Overseas education by Bangladeshi students is also a booming sector. According to the US Embassy, between the one year period of , Bangladeshi students in the US rose 15.5% to 3,828. 3 While the number looks promising, it is not as great when compared to the 2012 figure of nearly 100,000 Indian higher education students enrolled in the US. 1 The overseas student ratio of 1:30 between Bangladeshi and Indian students in 2012 was four times smaller than the population ratio of around 1:8 between them.

The government of Bangladesh and, more specifically, the banking sector of Bangladesh should introduce student loan scheme, similar to that in India, for students wishing to study abroad. Investing in high achieving students studying abroad could yield high return for the banking sector in Bangladesh if the banks are able to recognise it.

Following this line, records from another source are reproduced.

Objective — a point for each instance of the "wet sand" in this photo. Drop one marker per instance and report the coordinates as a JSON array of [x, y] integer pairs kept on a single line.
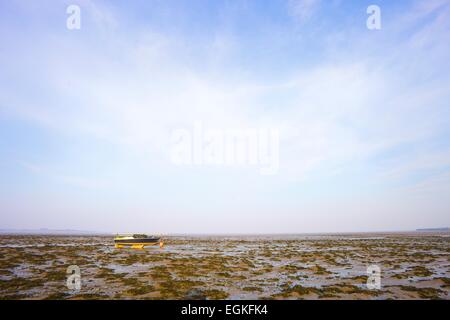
[[413, 266]]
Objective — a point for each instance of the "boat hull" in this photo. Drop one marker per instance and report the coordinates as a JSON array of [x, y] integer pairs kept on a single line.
[[137, 243]]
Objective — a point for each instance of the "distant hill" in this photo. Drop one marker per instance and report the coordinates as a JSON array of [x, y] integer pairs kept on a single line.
[[434, 230], [46, 231]]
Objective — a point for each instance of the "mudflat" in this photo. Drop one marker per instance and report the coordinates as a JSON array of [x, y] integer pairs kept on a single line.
[[412, 265]]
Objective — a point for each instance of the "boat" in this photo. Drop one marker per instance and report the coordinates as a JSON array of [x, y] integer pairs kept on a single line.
[[136, 241]]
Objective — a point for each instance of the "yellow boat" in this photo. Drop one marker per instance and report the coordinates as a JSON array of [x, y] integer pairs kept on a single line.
[[136, 241]]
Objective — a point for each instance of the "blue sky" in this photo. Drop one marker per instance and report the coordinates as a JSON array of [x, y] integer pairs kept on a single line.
[[363, 115]]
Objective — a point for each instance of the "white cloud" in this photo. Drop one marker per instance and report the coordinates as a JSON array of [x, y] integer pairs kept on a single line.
[[303, 10]]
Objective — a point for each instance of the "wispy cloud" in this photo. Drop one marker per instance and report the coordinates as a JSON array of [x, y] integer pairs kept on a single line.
[[303, 10]]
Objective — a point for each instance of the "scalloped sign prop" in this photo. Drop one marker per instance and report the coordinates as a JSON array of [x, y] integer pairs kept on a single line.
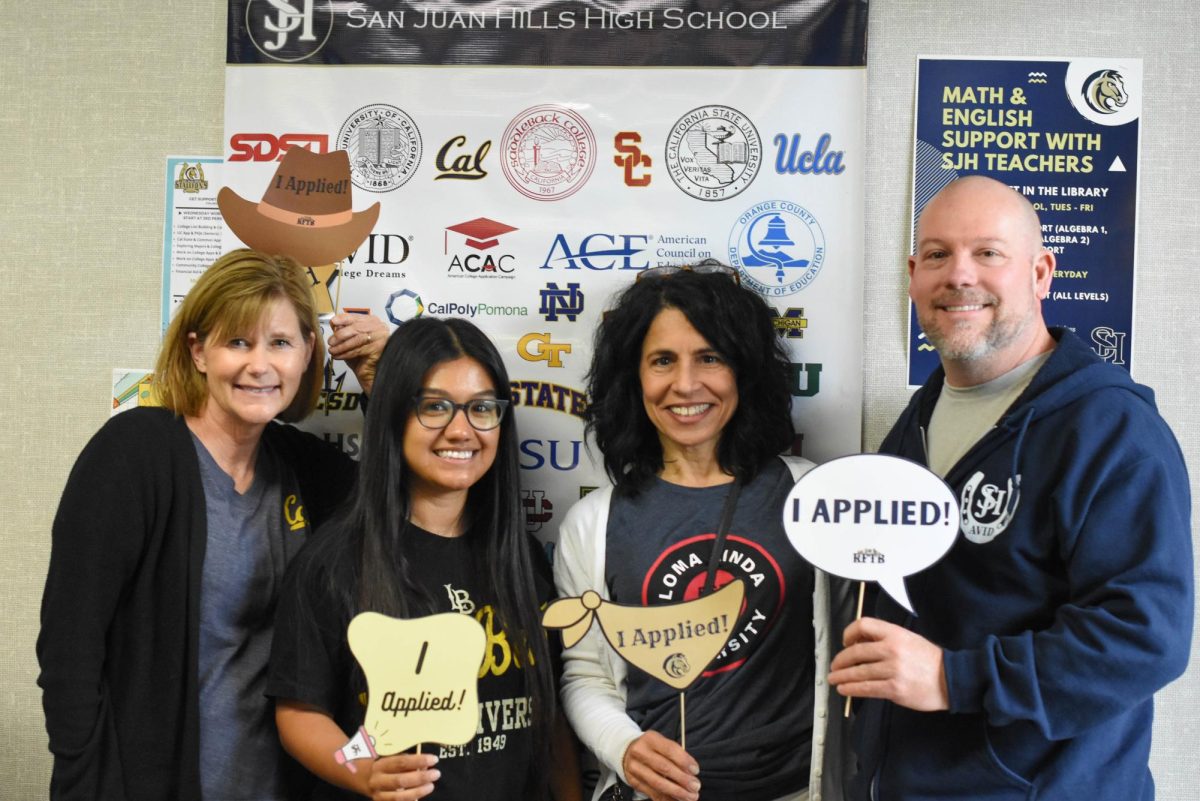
[[871, 517], [673, 642], [421, 676]]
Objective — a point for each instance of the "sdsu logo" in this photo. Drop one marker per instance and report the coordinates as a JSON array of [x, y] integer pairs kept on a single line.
[[679, 573], [549, 152], [987, 510]]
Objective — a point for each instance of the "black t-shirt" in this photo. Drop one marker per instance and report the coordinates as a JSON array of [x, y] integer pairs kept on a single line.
[[312, 663], [749, 715]]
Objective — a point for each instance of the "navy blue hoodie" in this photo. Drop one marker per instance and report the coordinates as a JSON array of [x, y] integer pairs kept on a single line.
[[1063, 606]]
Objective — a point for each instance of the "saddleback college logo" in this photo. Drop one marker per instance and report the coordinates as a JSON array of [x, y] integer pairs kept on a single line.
[[713, 152], [384, 146], [778, 246], [288, 31], [678, 576], [549, 152], [480, 234]]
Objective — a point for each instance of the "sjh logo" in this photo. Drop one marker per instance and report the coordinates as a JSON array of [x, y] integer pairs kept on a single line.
[[460, 600], [987, 510], [538, 510], [631, 157], [555, 301], [271, 30]]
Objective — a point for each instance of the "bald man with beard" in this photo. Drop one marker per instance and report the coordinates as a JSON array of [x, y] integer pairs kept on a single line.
[[1066, 602]]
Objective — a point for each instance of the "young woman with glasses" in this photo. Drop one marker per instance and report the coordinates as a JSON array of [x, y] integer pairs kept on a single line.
[[433, 527]]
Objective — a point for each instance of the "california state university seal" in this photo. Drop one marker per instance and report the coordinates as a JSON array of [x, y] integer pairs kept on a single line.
[[549, 152], [384, 146]]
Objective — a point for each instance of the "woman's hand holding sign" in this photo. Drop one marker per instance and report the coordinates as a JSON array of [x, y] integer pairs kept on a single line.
[[882, 660]]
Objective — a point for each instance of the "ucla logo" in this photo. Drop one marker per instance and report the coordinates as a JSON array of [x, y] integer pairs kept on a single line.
[[538, 510], [293, 513], [555, 301], [1104, 91], [778, 246], [282, 31], [987, 510]]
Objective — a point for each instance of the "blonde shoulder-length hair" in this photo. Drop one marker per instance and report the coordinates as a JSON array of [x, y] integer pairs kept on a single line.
[[231, 297]]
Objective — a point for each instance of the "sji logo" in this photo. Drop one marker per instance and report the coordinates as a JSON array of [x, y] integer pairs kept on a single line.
[[599, 252], [537, 507], [285, 32], [555, 302], [479, 234], [538, 348], [631, 157]]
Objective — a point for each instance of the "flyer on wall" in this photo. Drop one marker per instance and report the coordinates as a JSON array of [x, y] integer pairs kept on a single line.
[[1063, 132]]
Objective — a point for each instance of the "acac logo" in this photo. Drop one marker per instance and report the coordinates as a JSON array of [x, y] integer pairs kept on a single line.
[[270, 148], [537, 453], [599, 252], [538, 348]]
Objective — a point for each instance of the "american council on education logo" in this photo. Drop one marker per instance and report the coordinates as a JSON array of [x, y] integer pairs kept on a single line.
[[778, 246], [713, 152], [288, 31], [384, 146], [549, 152]]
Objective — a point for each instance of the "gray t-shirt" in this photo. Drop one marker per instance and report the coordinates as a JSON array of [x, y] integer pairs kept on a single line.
[[750, 716], [244, 562]]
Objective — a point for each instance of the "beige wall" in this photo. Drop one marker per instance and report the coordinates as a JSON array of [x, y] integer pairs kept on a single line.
[[95, 95]]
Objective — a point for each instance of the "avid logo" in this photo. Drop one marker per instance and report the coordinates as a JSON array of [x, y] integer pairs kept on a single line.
[[599, 252], [565, 302], [287, 31], [463, 167], [630, 157]]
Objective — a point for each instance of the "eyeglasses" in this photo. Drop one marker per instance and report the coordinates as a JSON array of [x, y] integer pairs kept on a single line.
[[706, 267], [483, 414]]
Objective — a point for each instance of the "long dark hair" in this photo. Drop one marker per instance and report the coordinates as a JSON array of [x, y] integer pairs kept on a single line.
[[735, 321], [377, 521]]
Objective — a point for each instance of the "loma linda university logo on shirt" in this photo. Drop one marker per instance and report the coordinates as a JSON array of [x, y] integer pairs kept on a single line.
[[987, 510]]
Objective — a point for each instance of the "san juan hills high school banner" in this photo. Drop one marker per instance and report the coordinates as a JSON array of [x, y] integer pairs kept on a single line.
[[532, 157]]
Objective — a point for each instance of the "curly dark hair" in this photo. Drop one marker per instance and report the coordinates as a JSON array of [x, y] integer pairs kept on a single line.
[[737, 324]]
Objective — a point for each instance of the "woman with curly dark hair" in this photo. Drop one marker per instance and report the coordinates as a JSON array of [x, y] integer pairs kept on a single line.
[[690, 407]]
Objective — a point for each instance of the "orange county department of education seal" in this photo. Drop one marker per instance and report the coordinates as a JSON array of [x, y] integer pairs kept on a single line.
[[713, 152], [549, 152], [384, 146]]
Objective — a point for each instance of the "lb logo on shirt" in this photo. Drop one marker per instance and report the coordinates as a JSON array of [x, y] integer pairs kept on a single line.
[[293, 513], [988, 509], [678, 574]]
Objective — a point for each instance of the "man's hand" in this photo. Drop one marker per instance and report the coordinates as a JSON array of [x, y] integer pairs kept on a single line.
[[882, 660], [661, 769]]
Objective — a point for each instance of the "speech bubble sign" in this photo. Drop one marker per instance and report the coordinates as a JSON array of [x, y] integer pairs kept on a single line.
[[871, 517], [672, 642], [421, 676]]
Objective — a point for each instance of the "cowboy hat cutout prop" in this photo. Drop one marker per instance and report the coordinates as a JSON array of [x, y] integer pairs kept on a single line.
[[423, 676], [305, 212], [673, 643]]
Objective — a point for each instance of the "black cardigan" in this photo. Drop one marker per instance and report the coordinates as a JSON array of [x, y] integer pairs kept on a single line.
[[120, 612]]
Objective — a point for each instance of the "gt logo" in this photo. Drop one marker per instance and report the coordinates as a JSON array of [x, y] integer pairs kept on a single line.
[[269, 148], [631, 157], [538, 348]]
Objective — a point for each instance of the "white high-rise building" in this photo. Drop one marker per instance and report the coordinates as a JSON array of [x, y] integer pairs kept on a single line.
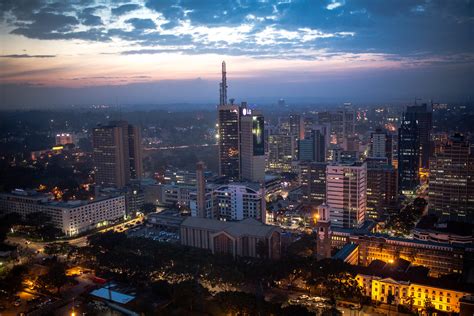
[[252, 146], [346, 194], [232, 202]]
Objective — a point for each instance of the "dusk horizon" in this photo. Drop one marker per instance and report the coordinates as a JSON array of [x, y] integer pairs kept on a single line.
[[150, 51]]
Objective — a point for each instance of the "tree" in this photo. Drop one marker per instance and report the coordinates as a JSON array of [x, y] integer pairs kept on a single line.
[[429, 307], [37, 219], [12, 282], [7, 221], [410, 301], [148, 208], [55, 277], [295, 310], [262, 249]]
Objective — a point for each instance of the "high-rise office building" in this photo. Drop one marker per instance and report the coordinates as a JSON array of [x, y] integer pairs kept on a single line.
[[382, 192], [228, 132], [233, 201], [313, 182], [135, 151], [228, 140], [117, 154], [451, 185], [342, 123], [64, 139], [252, 146], [296, 130], [200, 190], [423, 114], [313, 147], [296, 126], [280, 149], [241, 138], [408, 153], [346, 194], [324, 233], [381, 145]]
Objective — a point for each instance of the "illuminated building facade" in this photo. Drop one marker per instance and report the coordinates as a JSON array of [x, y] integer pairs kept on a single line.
[[382, 192], [451, 185], [64, 139], [280, 153], [73, 217], [313, 182], [228, 140], [381, 145], [235, 201], [117, 154], [252, 146], [346, 194], [408, 154], [239, 238], [440, 258], [414, 294]]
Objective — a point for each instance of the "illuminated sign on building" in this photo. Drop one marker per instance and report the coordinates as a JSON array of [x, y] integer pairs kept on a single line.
[[258, 127]]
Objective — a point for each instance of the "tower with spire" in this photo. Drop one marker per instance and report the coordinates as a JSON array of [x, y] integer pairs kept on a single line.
[[223, 86]]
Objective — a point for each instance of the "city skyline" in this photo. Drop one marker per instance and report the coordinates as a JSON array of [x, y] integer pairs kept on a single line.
[[140, 52]]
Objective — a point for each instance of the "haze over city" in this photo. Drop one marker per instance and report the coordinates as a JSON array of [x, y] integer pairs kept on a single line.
[[155, 52], [237, 157]]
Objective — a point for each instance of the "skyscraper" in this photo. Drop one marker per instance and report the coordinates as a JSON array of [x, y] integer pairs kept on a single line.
[[382, 190], [313, 182], [117, 154], [241, 138], [252, 146], [324, 233], [223, 86], [228, 132], [408, 153], [451, 185], [296, 126], [135, 151], [313, 147], [381, 145], [423, 115], [200, 190], [280, 149], [346, 188]]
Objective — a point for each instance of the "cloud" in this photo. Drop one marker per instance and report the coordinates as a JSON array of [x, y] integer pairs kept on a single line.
[[253, 27], [27, 56], [121, 10], [334, 5], [142, 23]]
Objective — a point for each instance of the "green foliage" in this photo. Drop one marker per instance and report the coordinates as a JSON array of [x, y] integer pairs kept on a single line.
[[55, 277], [148, 208], [12, 281]]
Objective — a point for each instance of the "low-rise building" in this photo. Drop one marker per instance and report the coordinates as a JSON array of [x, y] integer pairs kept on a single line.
[[72, 217], [415, 294], [246, 238]]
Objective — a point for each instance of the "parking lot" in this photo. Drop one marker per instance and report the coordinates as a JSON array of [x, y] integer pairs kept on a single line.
[[153, 233]]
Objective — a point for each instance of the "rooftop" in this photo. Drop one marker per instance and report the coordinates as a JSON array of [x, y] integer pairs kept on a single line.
[[246, 227]]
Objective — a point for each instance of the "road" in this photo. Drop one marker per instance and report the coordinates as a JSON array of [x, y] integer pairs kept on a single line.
[[38, 246]]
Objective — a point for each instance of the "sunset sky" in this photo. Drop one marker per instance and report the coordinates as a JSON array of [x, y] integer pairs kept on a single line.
[[80, 52]]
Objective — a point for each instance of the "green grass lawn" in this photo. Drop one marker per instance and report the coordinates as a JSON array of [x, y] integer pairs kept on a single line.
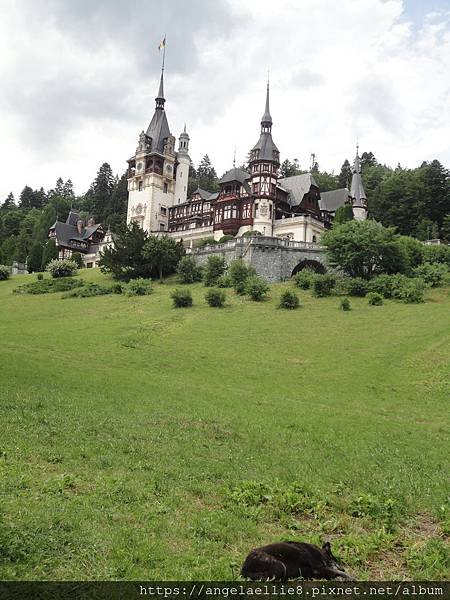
[[143, 442]]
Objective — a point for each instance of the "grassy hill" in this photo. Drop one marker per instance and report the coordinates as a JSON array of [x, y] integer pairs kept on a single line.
[[143, 442]]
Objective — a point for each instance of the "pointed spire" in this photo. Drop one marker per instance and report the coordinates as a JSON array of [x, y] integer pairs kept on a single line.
[[160, 97], [266, 118], [357, 192]]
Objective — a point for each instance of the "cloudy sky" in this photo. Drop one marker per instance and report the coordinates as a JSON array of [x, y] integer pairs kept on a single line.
[[79, 77]]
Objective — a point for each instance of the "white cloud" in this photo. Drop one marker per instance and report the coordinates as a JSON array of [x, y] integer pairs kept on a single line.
[[337, 71]]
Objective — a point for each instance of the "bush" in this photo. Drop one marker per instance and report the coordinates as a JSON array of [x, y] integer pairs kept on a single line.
[[437, 254], [374, 299], [77, 259], [139, 287], [345, 304], [61, 268], [4, 272], [181, 298], [356, 286], [433, 274], [323, 285], [215, 297], [206, 242], [188, 271], [289, 300], [91, 289], [47, 286], [388, 285], [226, 238], [224, 281], [256, 288], [304, 279], [239, 272], [215, 268], [411, 292]]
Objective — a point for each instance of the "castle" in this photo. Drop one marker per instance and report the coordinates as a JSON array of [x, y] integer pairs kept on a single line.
[[253, 202], [257, 200]]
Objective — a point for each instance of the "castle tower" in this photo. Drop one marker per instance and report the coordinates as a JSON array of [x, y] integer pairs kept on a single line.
[[357, 193], [264, 165], [182, 169], [151, 172]]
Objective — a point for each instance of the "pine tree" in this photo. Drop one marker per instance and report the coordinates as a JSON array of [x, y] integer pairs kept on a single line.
[[207, 176], [9, 202], [345, 176], [102, 189], [26, 197], [35, 257], [289, 169], [49, 253], [119, 203]]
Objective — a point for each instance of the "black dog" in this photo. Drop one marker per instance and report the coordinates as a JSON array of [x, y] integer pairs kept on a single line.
[[290, 560]]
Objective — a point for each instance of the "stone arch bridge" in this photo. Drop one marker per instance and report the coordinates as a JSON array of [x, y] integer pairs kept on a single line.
[[273, 258]]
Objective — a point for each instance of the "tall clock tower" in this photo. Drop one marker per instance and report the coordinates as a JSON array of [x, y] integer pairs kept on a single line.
[[154, 169], [264, 165]]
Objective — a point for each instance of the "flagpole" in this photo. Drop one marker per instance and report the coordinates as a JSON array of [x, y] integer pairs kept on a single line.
[[164, 52]]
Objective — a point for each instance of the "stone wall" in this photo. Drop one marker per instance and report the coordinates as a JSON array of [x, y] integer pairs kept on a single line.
[[272, 258]]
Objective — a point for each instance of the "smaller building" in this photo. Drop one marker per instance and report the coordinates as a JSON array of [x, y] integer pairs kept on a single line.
[[76, 235]]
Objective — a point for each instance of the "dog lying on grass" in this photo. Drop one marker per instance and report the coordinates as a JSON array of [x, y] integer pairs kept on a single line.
[[291, 560]]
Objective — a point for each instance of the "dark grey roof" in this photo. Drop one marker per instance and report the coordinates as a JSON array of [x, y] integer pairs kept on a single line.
[[266, 146], [297, 186], [334, 199], [158, 130], [204, 194], [235, 175], [73, 217], [357, 192]]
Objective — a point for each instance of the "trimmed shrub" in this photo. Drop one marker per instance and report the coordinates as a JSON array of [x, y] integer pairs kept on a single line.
[[215, 268], [433, 274], [226, 238], [289, 300], [77, 259], [388, 285], [239, 272], [323, 285], [181, 298], [437, 254], [256, 288], [188, 271], [206, 242], [345, 304], [304, 279], [61, 268], [356, 286], [411, 292], [215, 297], [374, 299], [4, 272], [90, 289], [116, 288], [139, 287], [224, 281], [47, 286]]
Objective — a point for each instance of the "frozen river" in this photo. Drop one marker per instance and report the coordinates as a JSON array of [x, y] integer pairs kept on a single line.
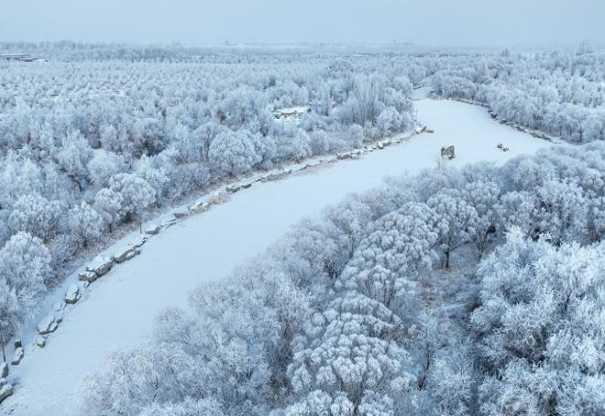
[[119, 309]]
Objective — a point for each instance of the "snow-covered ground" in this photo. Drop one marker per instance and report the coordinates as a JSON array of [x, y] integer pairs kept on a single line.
[[118, 310]]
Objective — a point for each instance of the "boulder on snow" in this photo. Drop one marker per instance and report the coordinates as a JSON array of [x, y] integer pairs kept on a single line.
[[152, 229], [59, 306], [169, 222], [39, 341], [448, 151], [73, 294], [233, 188], [47, 325], [125, 253], [6, 390], [87, 276], [18, 356], [100, 266]]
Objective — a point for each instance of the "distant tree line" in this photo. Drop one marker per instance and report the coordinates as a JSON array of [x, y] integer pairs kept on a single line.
[[478, 291]]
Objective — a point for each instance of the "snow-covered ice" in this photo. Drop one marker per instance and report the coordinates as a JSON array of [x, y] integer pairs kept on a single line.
[[118, 310]]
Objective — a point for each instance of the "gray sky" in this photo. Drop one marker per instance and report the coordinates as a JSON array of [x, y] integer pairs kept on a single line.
[[202, 22]]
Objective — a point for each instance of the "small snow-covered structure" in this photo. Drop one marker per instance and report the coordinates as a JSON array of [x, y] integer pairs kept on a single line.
[[47, 325], [72, 295], [18, 356], [291, 113], [100, 265], [448, 151], [125, 253], [180, 214], [168, 222], [88, 276], [233, 188], [6, 389], [39, 341]]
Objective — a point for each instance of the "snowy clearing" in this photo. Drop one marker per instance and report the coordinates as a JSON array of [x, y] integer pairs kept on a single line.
[[118, 310]]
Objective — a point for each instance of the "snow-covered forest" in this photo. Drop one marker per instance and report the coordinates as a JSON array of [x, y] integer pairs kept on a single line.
[[89, 146], [477, 291]]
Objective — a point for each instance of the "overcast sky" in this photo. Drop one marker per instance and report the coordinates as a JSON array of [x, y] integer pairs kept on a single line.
[[203, 22]]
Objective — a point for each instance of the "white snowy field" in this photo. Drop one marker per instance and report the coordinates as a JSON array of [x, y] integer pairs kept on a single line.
[[118, 310]]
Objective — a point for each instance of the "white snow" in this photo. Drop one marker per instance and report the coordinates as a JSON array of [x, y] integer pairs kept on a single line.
[[118, 310]]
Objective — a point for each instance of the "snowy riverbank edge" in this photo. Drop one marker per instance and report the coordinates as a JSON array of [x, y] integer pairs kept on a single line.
[[55, 305]]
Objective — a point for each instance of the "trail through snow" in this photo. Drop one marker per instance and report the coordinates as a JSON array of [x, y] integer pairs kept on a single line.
[[118, 310]]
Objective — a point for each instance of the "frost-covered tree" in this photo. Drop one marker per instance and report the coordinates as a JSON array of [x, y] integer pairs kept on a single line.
[[136, 195], [36, 215], [457, 221], [386, 263], [25, 268], [541, 324]]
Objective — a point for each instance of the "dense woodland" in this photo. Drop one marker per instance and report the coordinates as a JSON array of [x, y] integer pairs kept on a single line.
[[466, 292], [478, 291]]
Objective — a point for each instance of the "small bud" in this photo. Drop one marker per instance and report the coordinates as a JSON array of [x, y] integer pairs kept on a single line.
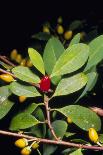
[[26, 150], [60, 29], [21, 143], [6, 77], [18, 58], [23, 62], [46, 29], [93, 136], [68, 35], [60, 20], [22, 98], [13, 54], [69, 120], [45, 84]]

Offering student loans to high achieving students will help them fulfil their dreams of studying or undertaking research in online payday loans Michigan the prestigious and highly ranked US, UK, Australian or other European universities. Even the non-high achievers can find and study technical degrees in overseas colleges in areas such as IT, engineering, digital media, design, performing arts, commerce, and build a technical career or become entrepreneurs in Bangladesh or abroad. By helping Bangladeshi students with financial assistance for overseas education, the public and private banks can also help build a highly skilled workforce that could contribute in the growth of foreign remittance as well as in the development of technology, manufacturing, health, policy, IT and other important sectors.